Effect of P-gp inducers: In patients with advanced solid tumors, coadministration of a P-gp inducer (multiple 600 mg once-daily doses of rifampin) with a single 1 mg talazoparib dose increased talazoparib Cmax by 37% with no effect on talazoparib exposure.
Effect of BCRP inhibitors: The effect of BCRP inhibitors on PK of talazoparib has not been studied.
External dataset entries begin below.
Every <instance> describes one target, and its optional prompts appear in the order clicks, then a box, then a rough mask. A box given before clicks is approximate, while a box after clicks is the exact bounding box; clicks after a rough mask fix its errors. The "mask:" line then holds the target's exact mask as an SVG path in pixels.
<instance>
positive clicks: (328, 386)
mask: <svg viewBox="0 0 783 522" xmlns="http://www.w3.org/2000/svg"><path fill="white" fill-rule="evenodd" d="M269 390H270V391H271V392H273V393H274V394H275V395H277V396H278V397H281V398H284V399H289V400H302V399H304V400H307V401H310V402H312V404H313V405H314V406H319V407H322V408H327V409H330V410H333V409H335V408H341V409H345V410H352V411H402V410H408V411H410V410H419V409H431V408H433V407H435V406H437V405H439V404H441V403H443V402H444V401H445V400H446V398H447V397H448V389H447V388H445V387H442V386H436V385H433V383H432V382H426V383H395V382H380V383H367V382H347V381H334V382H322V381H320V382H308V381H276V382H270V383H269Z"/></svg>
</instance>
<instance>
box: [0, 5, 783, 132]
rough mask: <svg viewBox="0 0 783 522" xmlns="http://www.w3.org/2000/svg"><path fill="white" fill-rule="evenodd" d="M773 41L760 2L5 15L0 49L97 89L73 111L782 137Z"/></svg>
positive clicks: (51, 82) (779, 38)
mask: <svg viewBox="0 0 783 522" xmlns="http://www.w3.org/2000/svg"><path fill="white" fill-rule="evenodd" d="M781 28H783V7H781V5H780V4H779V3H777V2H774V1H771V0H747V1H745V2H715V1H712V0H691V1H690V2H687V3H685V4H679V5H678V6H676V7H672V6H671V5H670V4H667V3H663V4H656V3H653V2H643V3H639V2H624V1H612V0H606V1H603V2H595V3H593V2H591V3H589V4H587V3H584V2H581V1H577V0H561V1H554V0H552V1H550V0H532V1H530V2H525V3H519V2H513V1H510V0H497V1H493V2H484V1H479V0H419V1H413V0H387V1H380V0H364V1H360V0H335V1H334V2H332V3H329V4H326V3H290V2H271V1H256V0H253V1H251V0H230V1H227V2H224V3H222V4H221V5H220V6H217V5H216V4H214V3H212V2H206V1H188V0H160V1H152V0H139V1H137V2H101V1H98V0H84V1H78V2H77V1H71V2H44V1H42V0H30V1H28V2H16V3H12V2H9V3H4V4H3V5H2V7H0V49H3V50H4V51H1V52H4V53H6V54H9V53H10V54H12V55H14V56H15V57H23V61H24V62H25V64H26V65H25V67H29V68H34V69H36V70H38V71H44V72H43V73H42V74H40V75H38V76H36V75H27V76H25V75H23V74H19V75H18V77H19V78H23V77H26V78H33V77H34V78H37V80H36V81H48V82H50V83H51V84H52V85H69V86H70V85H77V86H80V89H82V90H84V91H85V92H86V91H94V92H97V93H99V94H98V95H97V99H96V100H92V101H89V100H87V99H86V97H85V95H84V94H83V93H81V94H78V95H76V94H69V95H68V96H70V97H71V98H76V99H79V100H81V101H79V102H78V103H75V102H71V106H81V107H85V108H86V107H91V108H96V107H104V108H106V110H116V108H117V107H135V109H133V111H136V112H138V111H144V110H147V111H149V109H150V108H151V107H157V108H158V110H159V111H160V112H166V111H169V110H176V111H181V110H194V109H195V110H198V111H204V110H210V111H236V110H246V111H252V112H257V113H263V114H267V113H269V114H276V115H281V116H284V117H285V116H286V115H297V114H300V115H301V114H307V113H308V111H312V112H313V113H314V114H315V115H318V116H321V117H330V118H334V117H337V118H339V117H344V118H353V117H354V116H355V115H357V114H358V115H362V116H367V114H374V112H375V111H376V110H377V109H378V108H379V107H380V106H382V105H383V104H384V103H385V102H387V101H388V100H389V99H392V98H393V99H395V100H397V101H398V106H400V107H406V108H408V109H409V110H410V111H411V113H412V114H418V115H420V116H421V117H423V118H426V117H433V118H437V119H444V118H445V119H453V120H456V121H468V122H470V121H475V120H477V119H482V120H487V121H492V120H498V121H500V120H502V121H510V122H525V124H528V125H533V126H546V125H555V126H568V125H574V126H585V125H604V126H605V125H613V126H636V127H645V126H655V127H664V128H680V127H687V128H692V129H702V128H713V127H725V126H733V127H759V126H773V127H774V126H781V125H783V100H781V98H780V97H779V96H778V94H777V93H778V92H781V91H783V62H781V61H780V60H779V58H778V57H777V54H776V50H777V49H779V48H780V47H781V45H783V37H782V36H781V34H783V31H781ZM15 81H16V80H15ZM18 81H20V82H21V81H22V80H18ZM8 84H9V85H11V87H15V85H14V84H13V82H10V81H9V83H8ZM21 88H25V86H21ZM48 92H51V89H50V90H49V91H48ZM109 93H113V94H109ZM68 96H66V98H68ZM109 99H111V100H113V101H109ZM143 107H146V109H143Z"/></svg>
Coadministration with BCRP inhibitors may increase talazoparib exposure [see Drug Interactions (7)].
Effect of acid-reducing agents on talazoparib: Coadministration of acid-reducing agents including proton pump inhibitors (PPI), histamine receptor 2 antagonists (H2RA), or other acid reducing agents has no effect on the absorption of talazoparib.
In Vitro Studies
Talazoparib is a substrate of P-gp and BCRP transporters.
Talazoparib is not a substrate of organic anion transporting polypeptide [OATP]1B1, OATP1B3, organic cationic transporter [OCT]1, OCT2, organic anion transporter [OAT]1, OAT3, bile salt export pump [BSEP], multidrug and toxin extrusion [MATE]1, and MATE2-K.
Talazoparib is not an inhibitor of cytochrome (CYP)1A2, CYP2B6, CYP2C8, CYP2C9, CYP2C19, CYP2D6, or CYP3A4/5, or inducer of CYP1A2, CYP2B6, or CYP3A4.
Talazoparib is not an inhibitor of transporters including P-gp, BCRP, OATP1B1, OATP1B3, OCT1, OCT2, OAT1, OAT3, BSEP, MATE1, and MATE2-K.
Talazoparib is not an inhibitor of uridine-diphosphate glucuronosyltransferase (UGT) isoforms (1A1, 1A4, 1A6, 1A9, 2B7, and 2B15).